In my own case, it seems to me that most of my students don't really think of me as a real person, and they often seem shocked when I relate to them some anecdote from my own life that happens to be relevant to what we're reading. Presumably, the shocking part to them is that I am human, a real person with real experiences sometimes similar to theirs, not some kind of anomaly who exists only in their English classroom for three hours each week. At any rate, as much as I am able to relate with and be liked by my students more so than many of my colleagues, those students, by virtue of their treatment of the classroom environment and the ways in which they speak to me (or don't), sometimes seem less than the real people I know they are, the real people who would make teaching an extraordinary thing. Thus, they create an appropriately alienating environment. The way in which the camera moves in on Miles as one of his students reads from A Seperate Peace mirrors for me exactly what I go through every Monday, Wednesday, and Friday. I can see it now--one of my students reads aloud from a Scott Silsbe poem and looks up blankly. No, I think, not wanting to ruin the beauty of the poem with the inevitable classroom bullshit, we'll pick up there on Monday. And so will we.
Of course, the fact that Miles is an English teacher might escape many who watch the film. It's not a central part of the plot or even of Miles's character. But there's a gorgeous scene very near the end of the film in which we see Miles in the classroom. In it, the boys in the obviously private school all wear khaki pants and sit quietly with blank looks on their faces as one of them reads from the moving, sad scene of Phineas' funeral in John Knowles' novel A Seperate Peace. In the golden light, the camera moves in to focus on Miles as he savors Knowles' words and their clear implications concerning his own life. When the student finishes that infamous passage about how you do not cry at your own funeral and asks if he should continue, Miles says "No. No; we'll pick up there Monday." When he asks Miles if he should continue, the student refers to him as Mr. England or something like that (it's difficult to discern). With that disorienting Mr. something, Miles' alienation in that environment is rendered complete and understandable. Those kids have no idea who he is and most likely don't care.

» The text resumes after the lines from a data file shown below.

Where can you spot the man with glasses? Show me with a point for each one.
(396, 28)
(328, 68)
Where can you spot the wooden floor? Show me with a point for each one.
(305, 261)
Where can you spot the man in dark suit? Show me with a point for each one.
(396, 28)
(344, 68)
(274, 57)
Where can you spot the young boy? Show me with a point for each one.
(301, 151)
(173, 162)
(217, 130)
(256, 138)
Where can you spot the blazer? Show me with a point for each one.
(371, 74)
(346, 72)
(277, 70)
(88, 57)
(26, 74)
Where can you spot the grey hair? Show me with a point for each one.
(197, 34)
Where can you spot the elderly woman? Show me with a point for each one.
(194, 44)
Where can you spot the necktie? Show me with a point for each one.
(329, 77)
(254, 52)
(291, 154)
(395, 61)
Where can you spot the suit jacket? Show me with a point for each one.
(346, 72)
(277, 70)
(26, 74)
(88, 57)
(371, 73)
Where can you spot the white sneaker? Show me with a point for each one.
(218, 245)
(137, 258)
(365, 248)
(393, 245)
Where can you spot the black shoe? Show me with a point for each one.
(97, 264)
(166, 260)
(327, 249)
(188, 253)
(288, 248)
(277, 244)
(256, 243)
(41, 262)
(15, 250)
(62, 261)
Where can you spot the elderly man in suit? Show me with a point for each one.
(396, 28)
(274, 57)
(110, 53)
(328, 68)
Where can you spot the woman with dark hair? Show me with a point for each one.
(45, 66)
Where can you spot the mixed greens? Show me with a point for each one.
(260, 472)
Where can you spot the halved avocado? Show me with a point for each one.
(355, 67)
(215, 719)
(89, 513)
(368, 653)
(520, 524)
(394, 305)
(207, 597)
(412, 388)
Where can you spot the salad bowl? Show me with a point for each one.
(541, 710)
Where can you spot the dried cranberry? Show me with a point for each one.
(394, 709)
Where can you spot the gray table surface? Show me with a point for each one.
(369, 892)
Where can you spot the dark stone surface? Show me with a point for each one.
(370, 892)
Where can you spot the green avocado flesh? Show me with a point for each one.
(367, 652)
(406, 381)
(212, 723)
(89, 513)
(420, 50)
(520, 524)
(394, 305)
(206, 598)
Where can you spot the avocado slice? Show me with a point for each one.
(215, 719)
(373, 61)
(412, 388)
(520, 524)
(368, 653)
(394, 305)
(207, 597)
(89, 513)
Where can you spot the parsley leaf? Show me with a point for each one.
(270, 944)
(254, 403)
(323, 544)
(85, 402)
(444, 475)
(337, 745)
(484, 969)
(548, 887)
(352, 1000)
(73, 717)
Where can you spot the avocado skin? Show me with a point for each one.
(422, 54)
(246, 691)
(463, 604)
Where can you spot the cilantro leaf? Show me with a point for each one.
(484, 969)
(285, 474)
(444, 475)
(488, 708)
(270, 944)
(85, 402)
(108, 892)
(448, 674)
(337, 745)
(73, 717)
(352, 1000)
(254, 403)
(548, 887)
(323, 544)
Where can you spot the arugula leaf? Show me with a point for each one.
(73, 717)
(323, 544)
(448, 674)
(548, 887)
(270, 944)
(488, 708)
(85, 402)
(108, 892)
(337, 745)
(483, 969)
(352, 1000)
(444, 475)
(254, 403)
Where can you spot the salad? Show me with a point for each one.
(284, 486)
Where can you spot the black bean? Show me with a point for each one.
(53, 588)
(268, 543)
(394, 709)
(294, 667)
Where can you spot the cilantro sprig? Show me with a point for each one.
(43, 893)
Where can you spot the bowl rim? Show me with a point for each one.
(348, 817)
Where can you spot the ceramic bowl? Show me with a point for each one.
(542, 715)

In my own case, it seems to me that most of my students don't really think of me as a real person, and they often seem shocked when I relate to them some anecdote from my own life that happens to be relevant to what we're reading. Presumably, the shocking part to them is that I am human, a real person with real experiences sometimes similar to theirs, not some kind of anomaly who exists only in their English classroom for three hours each week. At any rate, as much as I am able to relate with and be liked by my students more so than many of my colleagues, those students, by virtue of their treatment of the classroom environment and the ways in which they speak to me (or don't), sometimes seem less than the real people I know they are, the real people who would make teaching an extraordinary thing. Thus, they create an appropriately alienating environment. The way in which the camera moves in on Miles as one of his students reads from A Seperate Peace mirrors for me exactly what I go through every Monday, Wednesday, and Friday. I can see it now--one of my students reads aloud from a Scott Silsbe poem and looks up blankly. No, I think, not wanting to ruin the beauty of the poem with the inevitable classroom bullshit, we'll pick up there on Monday. And so will we.